A total of $1.27 million over the next four years will be used to add 5,280 electrified parking stalls to buildings. Those retrofits are projected to significantly ramp up in the second half of the decade. Victoria has also mandated that all new developments include charging capacity.

READ: Greater Victoria’s public EV charging stations need to quadruple by 2030: report

The city hopes a rapidly expanded public charging network will accelerate the transition by making EVs more accessible to those who lack the home-charging option.
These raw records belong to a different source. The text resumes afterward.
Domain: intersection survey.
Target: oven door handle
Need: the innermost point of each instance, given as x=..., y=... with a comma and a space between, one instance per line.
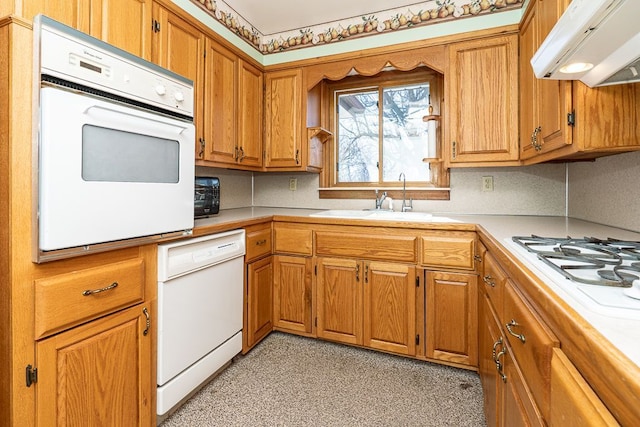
x=111, y=114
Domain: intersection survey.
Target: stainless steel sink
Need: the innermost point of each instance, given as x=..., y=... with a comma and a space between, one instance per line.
x=382, y=215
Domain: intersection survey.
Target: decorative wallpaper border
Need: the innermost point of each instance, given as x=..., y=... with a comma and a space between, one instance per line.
x=423, y=13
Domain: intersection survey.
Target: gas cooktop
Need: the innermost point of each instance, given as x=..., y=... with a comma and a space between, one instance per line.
x=606, y=271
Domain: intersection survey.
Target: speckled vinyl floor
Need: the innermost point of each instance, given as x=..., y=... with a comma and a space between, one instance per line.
x=294, y=381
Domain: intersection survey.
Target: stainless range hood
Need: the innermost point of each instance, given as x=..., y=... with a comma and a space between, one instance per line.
x=600, y=39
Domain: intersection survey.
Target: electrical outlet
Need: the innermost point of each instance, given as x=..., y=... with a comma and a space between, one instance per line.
x=487, y=183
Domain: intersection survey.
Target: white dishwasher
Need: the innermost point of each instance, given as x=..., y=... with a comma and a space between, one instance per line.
x=200, y=289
The city’s 2022 draft budget says private charging station growth won’t meet demand in the coming years, based on the current rate people are switching over to EVs.

Just over half of Victoria’s electric vehicle owners lived in a single-family home in 2020. That year, 13 per cent of the city’s new vehicles hitting the road were electric.

The strategy also says the city should budget $2.1 million over four years to support the burgeoning use of electric bikes, scooters, skateboards, wheelchairs and other modes of transportation.

The strategy promotes the EV shift as a way to help to cut the city’s largest emissions source – transportation – but also as a way to improve the overall urban environment. That would come from improved air quality, from reduced tailpipe exhaust, and from EVs’ relatively silent drivetrains dampening noise pollution.

It also says residents can benefit financially as EVs have less operation and maintenance costs than their internal combustion counterparts. But the upfront cost of EVs remains a barrier, it notes, especially with a smaller pool of used EVs available.